Each \( p_{jy} \) is estimated from the training data (e.g. fraction of samples in class \( y \) where \( x_j = 1 \)). The likelihood for a sample \( X \) is:

\[
P(X \mid y) = \prod_{j} p_{jy}^{x_j} (1 - p_{jy})^{1-x_j}
\]

- **When to use:** Binary/Boolean features (e.g. word present/absent in text, yes/no flags).
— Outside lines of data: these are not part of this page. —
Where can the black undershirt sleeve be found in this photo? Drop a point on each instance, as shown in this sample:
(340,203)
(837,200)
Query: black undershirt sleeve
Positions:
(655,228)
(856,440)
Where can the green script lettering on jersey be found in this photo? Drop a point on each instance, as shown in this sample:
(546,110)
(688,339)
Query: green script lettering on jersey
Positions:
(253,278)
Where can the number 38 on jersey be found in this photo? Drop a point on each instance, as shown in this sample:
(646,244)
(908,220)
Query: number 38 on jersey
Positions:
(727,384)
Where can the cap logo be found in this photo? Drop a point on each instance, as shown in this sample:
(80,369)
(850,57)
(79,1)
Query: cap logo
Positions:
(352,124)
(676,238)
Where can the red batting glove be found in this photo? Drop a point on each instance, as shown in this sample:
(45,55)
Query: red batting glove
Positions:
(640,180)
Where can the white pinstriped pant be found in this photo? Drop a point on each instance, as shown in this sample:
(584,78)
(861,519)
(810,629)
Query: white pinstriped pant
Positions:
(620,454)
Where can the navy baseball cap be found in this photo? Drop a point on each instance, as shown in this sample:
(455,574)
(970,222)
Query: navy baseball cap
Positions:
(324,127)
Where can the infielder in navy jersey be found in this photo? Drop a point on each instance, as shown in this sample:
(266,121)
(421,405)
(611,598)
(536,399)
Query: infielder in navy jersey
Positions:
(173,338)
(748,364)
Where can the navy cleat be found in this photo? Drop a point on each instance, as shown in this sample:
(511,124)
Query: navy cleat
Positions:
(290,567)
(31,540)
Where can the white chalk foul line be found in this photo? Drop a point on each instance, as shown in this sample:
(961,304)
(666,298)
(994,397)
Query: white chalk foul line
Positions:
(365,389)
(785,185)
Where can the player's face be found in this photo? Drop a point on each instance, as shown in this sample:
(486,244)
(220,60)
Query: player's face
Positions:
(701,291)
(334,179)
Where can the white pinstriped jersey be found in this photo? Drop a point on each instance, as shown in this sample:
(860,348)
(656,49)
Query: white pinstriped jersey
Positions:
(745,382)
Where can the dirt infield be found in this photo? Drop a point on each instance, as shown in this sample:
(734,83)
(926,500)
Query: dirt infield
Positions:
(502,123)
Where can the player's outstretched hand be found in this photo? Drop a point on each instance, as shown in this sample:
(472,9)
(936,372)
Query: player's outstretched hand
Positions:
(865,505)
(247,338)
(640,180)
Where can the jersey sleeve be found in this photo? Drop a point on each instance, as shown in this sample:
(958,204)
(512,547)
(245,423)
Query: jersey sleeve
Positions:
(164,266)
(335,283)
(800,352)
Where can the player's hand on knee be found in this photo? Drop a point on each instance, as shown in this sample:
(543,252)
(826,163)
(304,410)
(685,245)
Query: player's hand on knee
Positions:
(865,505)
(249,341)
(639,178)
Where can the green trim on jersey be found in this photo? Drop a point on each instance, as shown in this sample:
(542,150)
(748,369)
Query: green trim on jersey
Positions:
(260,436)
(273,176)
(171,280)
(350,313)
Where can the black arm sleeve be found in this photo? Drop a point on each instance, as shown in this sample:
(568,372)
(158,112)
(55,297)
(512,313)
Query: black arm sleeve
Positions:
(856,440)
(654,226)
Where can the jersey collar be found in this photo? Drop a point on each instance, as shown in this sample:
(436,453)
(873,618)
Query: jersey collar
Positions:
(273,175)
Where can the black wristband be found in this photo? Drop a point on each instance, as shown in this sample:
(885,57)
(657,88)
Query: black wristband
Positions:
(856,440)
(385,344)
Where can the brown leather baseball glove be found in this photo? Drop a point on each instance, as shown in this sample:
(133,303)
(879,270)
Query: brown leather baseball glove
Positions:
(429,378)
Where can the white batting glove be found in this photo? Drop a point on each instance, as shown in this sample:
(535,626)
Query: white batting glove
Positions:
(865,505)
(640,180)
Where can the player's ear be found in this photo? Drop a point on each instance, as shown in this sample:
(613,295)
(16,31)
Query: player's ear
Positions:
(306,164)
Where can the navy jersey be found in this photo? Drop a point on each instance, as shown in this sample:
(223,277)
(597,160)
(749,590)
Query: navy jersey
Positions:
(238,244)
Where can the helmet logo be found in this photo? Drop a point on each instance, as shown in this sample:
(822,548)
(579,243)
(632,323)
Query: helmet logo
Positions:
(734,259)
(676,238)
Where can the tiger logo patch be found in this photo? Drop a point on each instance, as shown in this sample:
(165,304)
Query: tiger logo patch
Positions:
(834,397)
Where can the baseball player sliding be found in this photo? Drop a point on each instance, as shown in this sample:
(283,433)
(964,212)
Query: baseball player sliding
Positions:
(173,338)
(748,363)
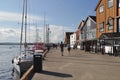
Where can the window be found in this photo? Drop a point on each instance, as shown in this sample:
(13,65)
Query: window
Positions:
(101,9)
(119,24)
(110,23)
(119,3)
(110,3)
(101,27)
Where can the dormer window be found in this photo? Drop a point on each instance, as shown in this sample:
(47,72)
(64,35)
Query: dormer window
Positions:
(101,27)
(101,9)
(110,3)
(110,23)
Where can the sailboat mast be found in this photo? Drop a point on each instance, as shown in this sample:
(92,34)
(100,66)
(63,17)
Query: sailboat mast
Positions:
(25,26)
(21,37)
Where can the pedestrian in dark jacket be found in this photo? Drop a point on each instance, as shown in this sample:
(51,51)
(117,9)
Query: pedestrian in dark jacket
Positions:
(69,48)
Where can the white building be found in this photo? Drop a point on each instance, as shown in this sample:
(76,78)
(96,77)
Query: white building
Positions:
(72,39)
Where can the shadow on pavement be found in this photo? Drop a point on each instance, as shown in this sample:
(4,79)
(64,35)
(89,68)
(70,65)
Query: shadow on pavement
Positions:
(56,74)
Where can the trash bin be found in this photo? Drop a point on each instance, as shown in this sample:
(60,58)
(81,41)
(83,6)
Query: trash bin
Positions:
(37,62)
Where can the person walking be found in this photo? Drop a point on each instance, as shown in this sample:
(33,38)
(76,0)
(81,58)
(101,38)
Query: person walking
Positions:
(62,48)
(69,48)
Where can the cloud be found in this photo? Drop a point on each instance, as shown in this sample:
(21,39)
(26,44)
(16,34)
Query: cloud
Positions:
(11,16)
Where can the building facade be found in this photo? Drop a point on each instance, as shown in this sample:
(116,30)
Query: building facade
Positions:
(107,17)
(88,34)
(108,24)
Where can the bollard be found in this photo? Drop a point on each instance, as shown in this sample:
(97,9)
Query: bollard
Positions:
(37,62)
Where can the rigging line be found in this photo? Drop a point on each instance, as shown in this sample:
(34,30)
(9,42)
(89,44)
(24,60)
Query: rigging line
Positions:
(22,27)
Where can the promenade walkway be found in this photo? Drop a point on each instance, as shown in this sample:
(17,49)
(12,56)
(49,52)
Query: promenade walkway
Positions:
(79,65)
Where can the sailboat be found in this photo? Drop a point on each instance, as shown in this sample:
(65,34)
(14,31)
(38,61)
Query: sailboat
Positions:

In Scikit-learn, **BernoulliNB** binarizes input by default (threshold 0) so you can also feed count-like data; it then treats it as binary.

## Concepts to Remember

| Concept | Description |
|--------|-------------|
| **Binary features** | Each \( x_j \in \{0, 1\} \); model learns \( P(x_j=1 \mid y) \) per class. |
| **Binarize** | If you pass counts, set **binarize** to a threshold (e.g. 0); values > threshold become 1. |
| **Laplace smoothing** | **alpha** adds a small count to avoid zero probabilities. |
| **vs Multinomial NB** | Bernoulli: "word present or not"; Multinomial: "how many times" (counts). |

In [None]:
import numpy as np
from sklearn.naive_bayes import BernoulliNB
from sklearn.model_selection import train_test_split
from sklearn.metrics import accuracy_score, confusion_matrix, classification_report

In [None]:
# Binary features: 5 features, two classes
np.random.seed(42)
n = 100
X = np.random.randint(0, 2, size=(n, 5))  # 0/1 only
y = (X[:, 0] + X[:, 1] + np.random.randint(0, 2, n)) % 2  # loosely related to first 2 features
y = np.clip(y, 0, 1)

X_train, X_test, y_train, y_test = train_test_split(X, y, test_size=0.2, random_state=42)

In [None]:
model = BernoulliNB(alpha=1.0)  # Laplace smoothing
model.fit(X_train, y_train)
y_pred = model.predict(X_test)
y_proba = model.predict_proba(X_test)

print("Accuracy:", accuracy_score(y_test, y_pred))
print("Confusion matrix:\n", confusion_matrix(y_test, y_pred))
print(classification_report(y_test, y_pred))

## Key Takeaways

- **BernoulliNB** expects (or binarizes to) **binary** features. Use for presence/absence data.
- **alpha**: smoothing parameter; helps when a feature never appears in a class (avoids \( P=0 \)).
- **binarize**: If None, input is assumed binary; set to a number to threshold continuous/count inputs to 0/1.